That's right, we're going Bill Nye "The Science Guy" on this one!!!
First, lets define thermal mass: "Thermal Mass is an object's ability to store thermal energy."
You: So what the heck does that mean?!
Me: Let me give you an example...
At work, I have personal mini fridge. The other day, it was completely empty and was holding a 38(F) temperature. I then added 64 room-temp bottles water. I was amazed how fast the temperature climbed....40(F), 44.3(F), 48.63(F), 55.71...it finally maxed out at 66.21(F). It took 14-hours for the fridge to return to its original 38(F) temperature.
A few weeks later my fridge was half empty of bottled water. I decided to refill it 32-bottles of water. To my surprise, the fridge temp barely rose above 43(F) and was back to 38(F) within an hour.
So...why was there a difference?
Interestingly enough, almost all existing products in a fridge or freezer will retain their thermal energy for a period of time. Other products that are introduced the fridge or freezer will not only be cooled by the appliance, but the thermal energy of other products, which will help decrease the temperature of the newly introduced products too.
You: So what's the point?
Me: A full freezer retains cold better than an empty one. When you open the door, the mass of frozen food will help keep in the cold, and the unit won't have to work as hard to cool empty space.

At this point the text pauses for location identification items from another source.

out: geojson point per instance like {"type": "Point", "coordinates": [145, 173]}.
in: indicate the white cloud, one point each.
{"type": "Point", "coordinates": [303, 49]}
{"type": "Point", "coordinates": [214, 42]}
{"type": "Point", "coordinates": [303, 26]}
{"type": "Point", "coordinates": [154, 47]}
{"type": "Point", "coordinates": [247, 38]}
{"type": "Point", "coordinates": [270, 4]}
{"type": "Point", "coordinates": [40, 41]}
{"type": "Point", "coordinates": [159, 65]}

Accordingly, an overstocked cold storage appliance will struggle to keep products cold due to the lack of cool air circulation. So there's a fine line in too much or too litle product in a cold storage appliance.
The point is, thermal mass is not only good for your product -especially when stocking occurs. It's also help your appliance work less and run more efficiently.
We hope this information will help you mitigate food loss and reduce maintenance and repair costs in the future.